La piste de danse, magnifique parquet ciré, commençait, au fil des années, à souffrir. Les talons pointus des filles avaient largement contribué à ce déclin et parfois le père Reynaert, muni d’un marteau et de quelques pointes, venait au milieu des couples de danseurs s’attaquer à quelques menues réparations. L’orchestre bénéficiait alors d’un second percussionniste dont le rythme n’avait rien à voir avec celui du morceau interprété. Le trouble était jeté aussi bien chez les danseurs que chez les musiciens. Nous arrêtions alors spontanément et debout, nous applaudissions le soliste improvisé, rejoints aussitôt par les danseurs. Notre patron allait alors remiser ses instruments, remettant au lendemain la réparation de son parquet. Et la danse reprenait.
l'orchestre de l'Excentric-Moulins en 1954
de G à D, Jean Reynaert, Edmond Reynot, Marceau Reys
Robert Groux et Jean Wycke
collection personnelle
[…] Durant toutes ces années, j’étais resté fidèle à l’Excentric et après le départ de Bernard Storck, je formais un autre quatuor : Edmond Reynot, Robert Groux, le fidèle Marceau Reys et moi-même animions les soirées dançantes dominicales. C’était alors la grande vogue du cha-cha-cha où les danseurs se tenaient par groupes et évoluaient ainsi par rangées de 20 à 30, un petit tour en avant, un petit tour en arrière. Du haut de notre podium, c’était pour nous un spectacle amusant et nos danseurs en redemandaient souvent. […]
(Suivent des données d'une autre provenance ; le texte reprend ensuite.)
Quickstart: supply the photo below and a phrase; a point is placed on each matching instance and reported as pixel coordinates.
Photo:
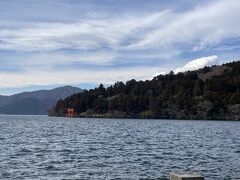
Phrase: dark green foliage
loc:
(201, 94)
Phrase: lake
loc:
(41, 147)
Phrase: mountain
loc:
(208, 93)
(36, 102)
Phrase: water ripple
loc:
(40, 147)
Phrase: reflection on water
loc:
(46, 147)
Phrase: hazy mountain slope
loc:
(207, 93)
(36, 102)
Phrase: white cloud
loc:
(198, 63)
(199, 28)
(40, 78)
(86, 34)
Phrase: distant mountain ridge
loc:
(35, 102)
(207, 93)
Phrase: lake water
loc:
(41, 147)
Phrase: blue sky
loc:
(50, 43)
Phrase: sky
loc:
(51, 43)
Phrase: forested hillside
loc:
(208, 93)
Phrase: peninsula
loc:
(207, 93)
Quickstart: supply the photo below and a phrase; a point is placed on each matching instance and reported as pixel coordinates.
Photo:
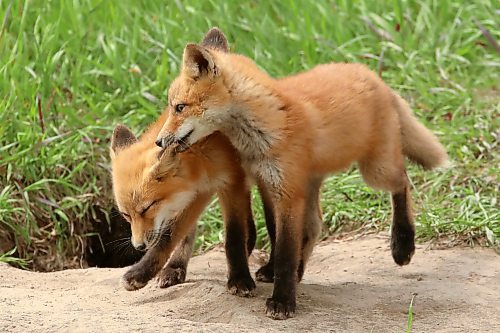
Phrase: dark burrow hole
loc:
(111, 247)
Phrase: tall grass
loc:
(71, 70)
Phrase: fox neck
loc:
(256, 118)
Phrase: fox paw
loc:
(280, 310)
(403, 247)
(265, 273)
(135, 278)
(170, 276)
(243, 287)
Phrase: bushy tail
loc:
(420, 145)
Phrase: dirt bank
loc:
(349, 286)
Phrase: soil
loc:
(349, 286)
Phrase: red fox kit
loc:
(294, 131)
(162, 194)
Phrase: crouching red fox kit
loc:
(294, 131)
(288, 134)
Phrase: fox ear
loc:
(122, 137)
(216, 40)
(198, 62)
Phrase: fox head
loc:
(151, 186)
(198, 96)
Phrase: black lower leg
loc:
(266, 272)
(252, 234)
(282, 304)
(403, 230)
(240, 281)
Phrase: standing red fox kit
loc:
(292, 132)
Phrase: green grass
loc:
(88, 65)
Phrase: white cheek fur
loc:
(200, 127)
(177, 203)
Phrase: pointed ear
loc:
(215, 39)
(122, 137)
(198, 62)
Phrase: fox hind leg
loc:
(313, 221)
(266, 272)
(386, 171)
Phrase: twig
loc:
(40, 114)
(381, 62)
(489, 37)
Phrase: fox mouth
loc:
(159, 237)
(182, 143)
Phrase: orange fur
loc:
(162, 193)
(290, 131)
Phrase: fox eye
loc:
(150, 205)
(179, 107)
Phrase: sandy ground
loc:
(349, 286)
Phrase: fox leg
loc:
(175, 270)
(312, 226)
(237, 213)
(154, 260)
(384, 169)
(289, 208)
(266, 272)
(402, 229)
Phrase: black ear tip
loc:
(215, 39)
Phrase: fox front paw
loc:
(243, 287)
(403, 246)
(135, 278)
(170, 276)
(280, 310)
(265, 273)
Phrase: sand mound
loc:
(349, 286)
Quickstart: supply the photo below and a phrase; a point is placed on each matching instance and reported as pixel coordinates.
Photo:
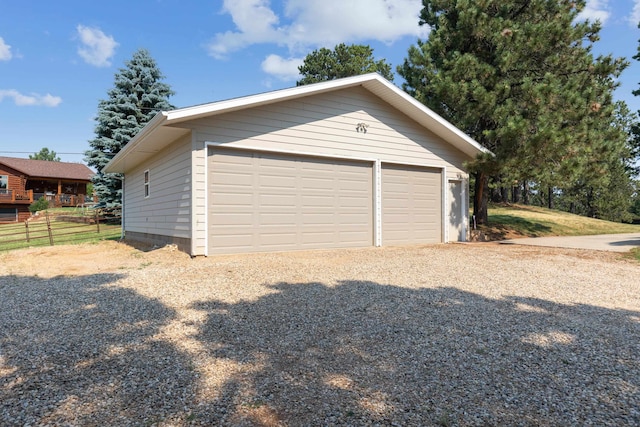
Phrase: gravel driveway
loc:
(478, 334)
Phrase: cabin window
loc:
(146, 183)
(8, 214)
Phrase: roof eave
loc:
(156, 122)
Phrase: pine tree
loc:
(343, 61)
(137, 96)
(520, 78)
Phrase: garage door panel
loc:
(283, 202)
(411, 205)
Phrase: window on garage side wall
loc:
(146, 183)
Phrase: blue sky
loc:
(58, 58)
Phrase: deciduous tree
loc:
(343, 61)
(45, 154)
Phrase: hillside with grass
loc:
(513, 221)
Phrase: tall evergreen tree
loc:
(343, 61)
(137, 96)
(635, 129)
(520, 78)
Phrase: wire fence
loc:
(50, 230)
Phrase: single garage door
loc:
(272, 202)
(411, 205)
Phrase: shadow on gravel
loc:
(362, 352)
(76, 351)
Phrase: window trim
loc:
(147, 185)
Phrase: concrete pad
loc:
(599, 242)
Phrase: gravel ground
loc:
(447, 335)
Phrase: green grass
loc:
(13, 236)
(511, 221)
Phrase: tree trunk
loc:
(480, 198)
(504, 191)
(515, 193)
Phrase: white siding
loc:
(325, 124)
(167, 210)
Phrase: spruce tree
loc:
(343, 61)
(137, 96)
(520, 78)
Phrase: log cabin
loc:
(22, 181)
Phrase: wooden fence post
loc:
(49, 228)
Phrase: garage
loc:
(411, 205)
(352, 162)
(276, 202)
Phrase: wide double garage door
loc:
(273, 202)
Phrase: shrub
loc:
(39, 205)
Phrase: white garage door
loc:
(411, 205)
(272, 202)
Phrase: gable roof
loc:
(165, 128)
(47, 169)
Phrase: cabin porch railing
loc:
(16, 196)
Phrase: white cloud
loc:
(316, 23)
(31, 99)
(284, 69)
(596, 10)
(5, 51)
(634, 18)
(97, 48)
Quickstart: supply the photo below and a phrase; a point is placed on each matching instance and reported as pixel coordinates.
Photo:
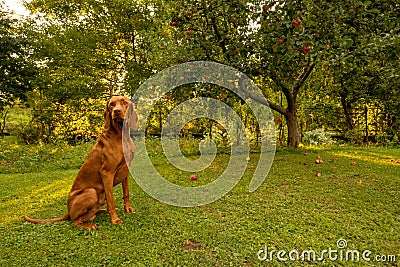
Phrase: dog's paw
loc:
(129, 209)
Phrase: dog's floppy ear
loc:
(131, 117)
(107, 117)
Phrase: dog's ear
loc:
(131, 117)
(107, 116)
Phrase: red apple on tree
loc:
(297, 22)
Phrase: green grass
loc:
(293, 209)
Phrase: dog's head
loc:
(118, 109)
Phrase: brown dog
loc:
(105, 167)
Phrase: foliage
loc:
(84, 48)
(317, 137)
(16, 68)
(310, 213)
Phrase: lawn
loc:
(293, 211)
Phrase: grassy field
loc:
(294, 210)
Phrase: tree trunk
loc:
(290, 112)
(348, 112)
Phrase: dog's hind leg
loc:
(82, 207)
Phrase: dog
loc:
(105, 167)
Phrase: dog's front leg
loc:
(108, 180)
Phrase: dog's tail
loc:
(64, 218)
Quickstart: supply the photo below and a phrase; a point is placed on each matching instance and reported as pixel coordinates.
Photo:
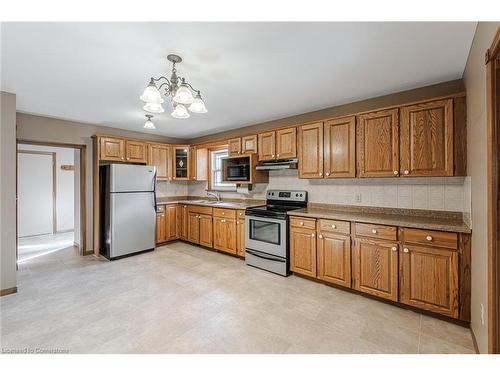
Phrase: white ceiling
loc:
(247, 72)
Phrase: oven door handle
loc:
(264, 257)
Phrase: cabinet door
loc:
(334, 258)
(303, 251)
(171, 222)
(267, 144)
(340, 147)
(375, 267)
(136, 152)
(286, 143)
(378, 144)
(240, 233)
(310, 142)
(112, 149)
(158, 157)
(234, 146)
(205, 230)
(193, 227)
(429, 279)
(249, 144)
(427, 139)
(160, 228)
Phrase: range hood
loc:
(277, 164)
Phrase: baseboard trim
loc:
(6, 292)
(474, 341)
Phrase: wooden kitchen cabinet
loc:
(340, 147)
(240, 233)
(427, 139)
(286, 143)
(267, 146)
(310, 144)
(429, 271)
(303, 247)
(112, 149)
(234, 146)
(378, 144)
(375, 267)
(334, 257)
(249, 144)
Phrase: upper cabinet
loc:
(378, 144)
(427, 139)
(340, 147)
(310, 145)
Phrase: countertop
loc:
(398, 217)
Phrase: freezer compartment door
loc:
(127, 177)
(132, 223)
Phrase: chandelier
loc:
(180, 92)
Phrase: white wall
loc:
(65, 185)
(7, 190)
(433, 193)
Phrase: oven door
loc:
(266, 235)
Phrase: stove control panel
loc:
(287, 195)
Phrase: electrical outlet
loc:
(482, 314)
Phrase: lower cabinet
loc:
(375, 268)
(303, 247)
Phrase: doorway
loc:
(50, 201)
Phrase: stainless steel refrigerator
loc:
(128, 209)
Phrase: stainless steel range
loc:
(266, 230)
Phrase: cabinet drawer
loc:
(335, 226)
(376, 231)
(430, 238)
(200, 209)
(302, 222)
(224, 212)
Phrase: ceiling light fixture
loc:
(149, 124)
(180, 91)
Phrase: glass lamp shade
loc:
(153, 108)
(180, 112)
(183, 95)
(151, 94)
(198, 106)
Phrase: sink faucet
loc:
(216, 195)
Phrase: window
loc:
(216, 172)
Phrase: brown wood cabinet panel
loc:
(427, 139)
(340, 147)
(135, 152)
(334, 258)
(112, 149)
(267, 146)
(310, 143)
(234, 146)
(378, 144)
(286, 143)
(249, 144)
(429, 279)
(205, 222)
(375, 266)
(303, 251)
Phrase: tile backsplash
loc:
(429, 193)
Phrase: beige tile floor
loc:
(183, 299)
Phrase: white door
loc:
(35, 189)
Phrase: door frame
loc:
(54, 183)
(83, 187)
(493, 198)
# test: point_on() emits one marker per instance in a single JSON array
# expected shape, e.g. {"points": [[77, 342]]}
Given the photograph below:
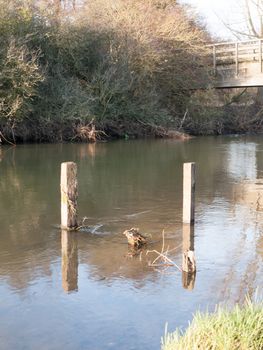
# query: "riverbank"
{"points": [[240, 328]]}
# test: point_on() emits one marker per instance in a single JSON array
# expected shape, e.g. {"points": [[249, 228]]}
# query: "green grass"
{"points": [[238, 329]]}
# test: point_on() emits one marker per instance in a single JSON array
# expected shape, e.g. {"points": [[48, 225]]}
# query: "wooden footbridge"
{"points": [[237, 64]]}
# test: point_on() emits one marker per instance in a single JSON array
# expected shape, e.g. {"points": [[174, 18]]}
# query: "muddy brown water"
{"points": [[84, 290]]}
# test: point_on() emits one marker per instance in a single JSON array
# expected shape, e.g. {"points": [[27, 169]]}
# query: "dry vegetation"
{"points": [[101, 69]]}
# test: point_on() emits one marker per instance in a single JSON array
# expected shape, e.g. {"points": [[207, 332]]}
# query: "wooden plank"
{"points": [[188, 257], [69, 260], [68, 186], [189, 193]]}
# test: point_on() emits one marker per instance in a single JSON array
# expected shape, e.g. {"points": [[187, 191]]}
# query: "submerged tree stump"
{"points": [[69, 194], [69, 260], [188, 257]]}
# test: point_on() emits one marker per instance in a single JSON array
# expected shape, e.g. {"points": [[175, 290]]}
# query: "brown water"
{"points": [[82, 290]]}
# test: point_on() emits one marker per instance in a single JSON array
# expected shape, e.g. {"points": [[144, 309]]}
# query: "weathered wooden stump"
{"points": [[69, 260], [69, 193], [188, 257], [189, 193]]}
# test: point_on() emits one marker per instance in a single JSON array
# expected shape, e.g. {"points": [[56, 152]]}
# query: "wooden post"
{"points": [[236, 50], [189, 193], [69, 260], [214, 59], [68, 186], [260, 55], [188, 257]]}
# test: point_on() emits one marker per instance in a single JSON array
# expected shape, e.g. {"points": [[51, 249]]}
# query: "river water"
{"points": [[85, 290]]}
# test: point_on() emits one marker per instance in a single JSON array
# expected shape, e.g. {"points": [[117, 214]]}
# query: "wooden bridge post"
{"points": [[236, 45], [189, 193], [260, 55], [68, 187], [214, 59], [188, 257], [69, 260]]}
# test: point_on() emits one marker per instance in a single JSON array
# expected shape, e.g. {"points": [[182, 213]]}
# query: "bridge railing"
{"points": [[233, 55]]}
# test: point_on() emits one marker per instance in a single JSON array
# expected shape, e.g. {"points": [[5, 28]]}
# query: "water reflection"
{"points": [[188, 258], [242, 160], [69, 265]]}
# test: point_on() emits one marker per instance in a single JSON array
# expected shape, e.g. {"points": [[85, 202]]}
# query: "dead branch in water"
{"points": [[162, 257], [88, 132]]}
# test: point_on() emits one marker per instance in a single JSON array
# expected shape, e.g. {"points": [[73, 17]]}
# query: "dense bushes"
{"points": [[124, 64]]}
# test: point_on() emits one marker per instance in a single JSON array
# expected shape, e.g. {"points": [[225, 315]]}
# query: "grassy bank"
{"points": [[238, 329]]}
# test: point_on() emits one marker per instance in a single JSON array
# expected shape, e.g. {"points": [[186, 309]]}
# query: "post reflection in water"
{"points": [[188, 257], [69, 257]]}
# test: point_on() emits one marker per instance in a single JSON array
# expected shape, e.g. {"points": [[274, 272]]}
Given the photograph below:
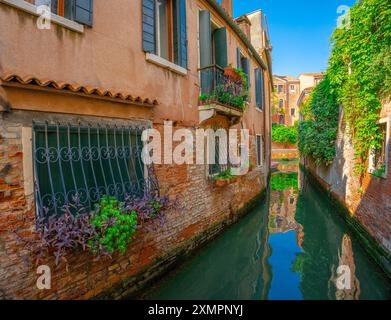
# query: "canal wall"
{"points": [[205, 210], [366, 203]]}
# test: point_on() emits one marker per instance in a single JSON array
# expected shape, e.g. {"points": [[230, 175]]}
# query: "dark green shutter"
{"points": [[246, 69], [239, 60], [149, 26], [180, 34], [220, 42], [205, 39], [83, 11], [259, 88]]}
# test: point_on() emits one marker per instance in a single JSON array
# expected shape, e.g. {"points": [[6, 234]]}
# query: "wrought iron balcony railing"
{"points": [[220, 86]]}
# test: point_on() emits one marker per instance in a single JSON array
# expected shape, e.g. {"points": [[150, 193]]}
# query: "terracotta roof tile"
{"points": [[77, 88]]}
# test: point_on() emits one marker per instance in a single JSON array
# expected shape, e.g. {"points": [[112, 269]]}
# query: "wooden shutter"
{"points": [[149, 26], [262, 88], [246, 70], [220, 42], [83, 11], [180, 36], [258, 99], [205, 35]]}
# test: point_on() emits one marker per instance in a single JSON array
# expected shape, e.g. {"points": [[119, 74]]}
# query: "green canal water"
{"points": [[288, 248]]}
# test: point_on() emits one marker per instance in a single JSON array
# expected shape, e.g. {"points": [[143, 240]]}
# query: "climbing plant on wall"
{"points": [[359, 77]]}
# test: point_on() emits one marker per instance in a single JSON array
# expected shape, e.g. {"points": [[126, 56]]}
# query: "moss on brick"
{"points": [[371, 246]]}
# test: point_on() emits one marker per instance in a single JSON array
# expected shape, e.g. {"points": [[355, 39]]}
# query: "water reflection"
{"points": [[289, 247]]}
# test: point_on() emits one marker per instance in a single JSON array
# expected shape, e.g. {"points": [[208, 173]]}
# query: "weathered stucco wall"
{"points": [[370, 202]]}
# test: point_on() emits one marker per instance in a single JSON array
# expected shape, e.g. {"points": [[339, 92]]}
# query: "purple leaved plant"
{"points": [[61, 234]]}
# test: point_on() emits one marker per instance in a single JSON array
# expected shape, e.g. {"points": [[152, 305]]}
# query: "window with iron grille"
{"points": [[88, 163], [218, 164]]}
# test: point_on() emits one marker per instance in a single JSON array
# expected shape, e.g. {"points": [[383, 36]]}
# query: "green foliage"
{"points": [[225, 175], [359, 78], [282, 181], [318, 130], [283, 134], [115, 224]]}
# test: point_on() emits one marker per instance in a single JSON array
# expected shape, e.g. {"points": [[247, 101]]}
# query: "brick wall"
{"points": [[207, 211], [369, 202]]}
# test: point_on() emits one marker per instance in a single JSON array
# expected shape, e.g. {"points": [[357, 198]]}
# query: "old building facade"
{"points": [[79, 92], [288, 92]]}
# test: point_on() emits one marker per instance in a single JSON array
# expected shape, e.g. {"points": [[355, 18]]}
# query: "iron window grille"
{"points": [[88, 162]]}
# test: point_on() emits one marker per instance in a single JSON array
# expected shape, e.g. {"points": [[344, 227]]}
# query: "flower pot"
{"points": [[233, 180]]}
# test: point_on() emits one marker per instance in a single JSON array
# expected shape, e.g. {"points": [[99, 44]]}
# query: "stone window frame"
{"points": [[371, 168]]}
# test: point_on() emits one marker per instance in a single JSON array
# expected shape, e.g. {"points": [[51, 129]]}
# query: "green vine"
{"points": [[359, 78], [318, 130]]}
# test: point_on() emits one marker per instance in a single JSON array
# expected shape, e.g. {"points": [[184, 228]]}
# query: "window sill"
{"points": [[33, 9], [150, 57]]}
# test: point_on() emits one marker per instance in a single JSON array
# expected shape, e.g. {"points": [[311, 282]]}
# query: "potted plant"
{"points": [[223, 179]]}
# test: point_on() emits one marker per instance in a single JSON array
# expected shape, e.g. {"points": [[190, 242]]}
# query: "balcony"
{"points": [[223, 92]]}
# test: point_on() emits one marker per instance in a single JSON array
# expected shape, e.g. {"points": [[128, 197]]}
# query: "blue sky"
{"points": [[300, 31]]}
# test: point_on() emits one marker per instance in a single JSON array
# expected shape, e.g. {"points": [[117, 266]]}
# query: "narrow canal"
{"points": [[289, 247]]}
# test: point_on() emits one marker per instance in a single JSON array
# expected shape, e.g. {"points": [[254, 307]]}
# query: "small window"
{"points": [[378, 160], [259, 88], [217, 165], [169, 30], [259, 150]]}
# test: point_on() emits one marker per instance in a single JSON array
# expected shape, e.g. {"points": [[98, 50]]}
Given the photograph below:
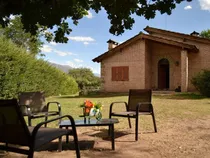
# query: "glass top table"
{"points": [[92, 122]]}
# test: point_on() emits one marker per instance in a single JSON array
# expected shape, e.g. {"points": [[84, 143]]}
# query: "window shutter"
{"points": [[113, 73], [125, 73]]}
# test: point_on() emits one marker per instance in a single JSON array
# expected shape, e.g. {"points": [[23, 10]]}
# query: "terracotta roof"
{"points": [[177, 34], [183, 45], [111, 52]]}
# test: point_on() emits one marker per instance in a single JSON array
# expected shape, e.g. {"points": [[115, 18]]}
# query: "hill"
{"points": [[64, 68]]}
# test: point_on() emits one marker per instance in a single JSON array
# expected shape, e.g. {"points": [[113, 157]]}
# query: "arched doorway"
{"points": [[163, 74]]}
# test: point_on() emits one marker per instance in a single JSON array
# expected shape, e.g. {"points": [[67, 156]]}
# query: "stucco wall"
{"points": [[196, 61], [142, 57], [132, 56]]}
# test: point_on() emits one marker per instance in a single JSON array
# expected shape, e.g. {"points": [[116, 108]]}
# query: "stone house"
{"points": [[160, 60]]}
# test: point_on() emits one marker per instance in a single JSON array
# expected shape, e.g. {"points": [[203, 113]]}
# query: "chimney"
{"points": [[111, 44], [194, 33]]}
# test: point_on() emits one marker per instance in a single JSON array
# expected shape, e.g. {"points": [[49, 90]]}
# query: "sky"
{"points": [[89, 38]]}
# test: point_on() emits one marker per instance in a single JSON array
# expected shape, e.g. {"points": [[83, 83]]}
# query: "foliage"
{"points": [[19, 71], [84, 78], [52, 13], [205, 34], [202, 82], [17, 34]]}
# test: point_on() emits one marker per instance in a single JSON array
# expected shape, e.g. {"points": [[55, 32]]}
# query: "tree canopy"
{"points": [[50, 13], [15, 32], [205, 34]]}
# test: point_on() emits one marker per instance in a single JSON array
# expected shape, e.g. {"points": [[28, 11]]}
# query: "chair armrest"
{"points": [[37, 127], [27, 108], [111, 105], [144, 103], [55, 102]]}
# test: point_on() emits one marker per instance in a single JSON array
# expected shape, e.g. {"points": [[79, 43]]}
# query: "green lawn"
{"points": [[176, 106]]}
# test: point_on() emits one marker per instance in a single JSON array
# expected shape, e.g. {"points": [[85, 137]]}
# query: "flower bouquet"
{"points": [[91, 109]]}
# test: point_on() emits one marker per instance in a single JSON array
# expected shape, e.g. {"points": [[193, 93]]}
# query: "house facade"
{"points": [[160, 60]]}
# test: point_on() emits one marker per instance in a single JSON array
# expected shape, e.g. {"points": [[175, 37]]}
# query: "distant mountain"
{"points": [[64, 68], [96, 74]]}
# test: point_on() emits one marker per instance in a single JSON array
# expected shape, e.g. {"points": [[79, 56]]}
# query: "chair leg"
{"points": [[129, 122], [29, 121], [31, 153], [153, 118], [76, 143], [46, 118], [136, 130], [60, 144]]}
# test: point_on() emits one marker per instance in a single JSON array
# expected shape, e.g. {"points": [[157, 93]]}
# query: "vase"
{"points": [[98, 116]]}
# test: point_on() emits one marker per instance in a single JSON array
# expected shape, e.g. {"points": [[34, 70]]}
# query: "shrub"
{"points": [[202, 82], [20, 71]]}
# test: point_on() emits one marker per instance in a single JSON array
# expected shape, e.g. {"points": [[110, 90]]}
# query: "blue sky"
{"points": [[89, 38]]}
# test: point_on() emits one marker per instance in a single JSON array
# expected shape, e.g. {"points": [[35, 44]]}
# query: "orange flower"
{"points": [[88, 103]]}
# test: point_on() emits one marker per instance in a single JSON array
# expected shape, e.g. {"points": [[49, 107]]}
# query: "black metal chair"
{"points": [[33, 106], [14, 131], [139, 103]]}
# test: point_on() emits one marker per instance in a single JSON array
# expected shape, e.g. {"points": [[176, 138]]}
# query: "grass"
{"points": [[174, 106]]}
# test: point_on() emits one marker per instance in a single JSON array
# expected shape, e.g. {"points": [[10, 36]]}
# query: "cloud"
{"points": [[74, 65], [89, 16], [81, 39], [46, 49], [188, 7], [53, 43], [63, 53], [78, 60], [86, 43], [85, 40], [205, 4]]}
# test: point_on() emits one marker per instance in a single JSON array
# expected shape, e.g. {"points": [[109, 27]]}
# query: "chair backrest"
{"points": [[139, 96], [13, 128], [35, 100]]}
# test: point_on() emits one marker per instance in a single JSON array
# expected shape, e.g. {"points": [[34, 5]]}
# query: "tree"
{"points": [[17, 34], [201, 81], [205, 34], [84, 77], [50, 13]]}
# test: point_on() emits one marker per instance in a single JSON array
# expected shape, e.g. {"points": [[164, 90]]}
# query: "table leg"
{"points": [[67, 136], [111, 129]]}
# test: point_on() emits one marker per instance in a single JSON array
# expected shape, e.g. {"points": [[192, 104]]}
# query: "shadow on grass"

L’ambiance à l’Excentric, comme d’ailleurs dans les autres dancings dunkerquois, commença un peu à la fois à décliner, vers les années 63-64 commençait la période du rock, l’apparition des guitares électriques, des groupes tonitruants de jeunes gens braillant en anglais et revêtus de déguisements multicolores dignes de notre carnaval. 1968 approchait et déjà la révolution commençait […] L’Excentric-Moulins fermait ses portes et ne devait d’ailleurs jamais les rouvrir. […]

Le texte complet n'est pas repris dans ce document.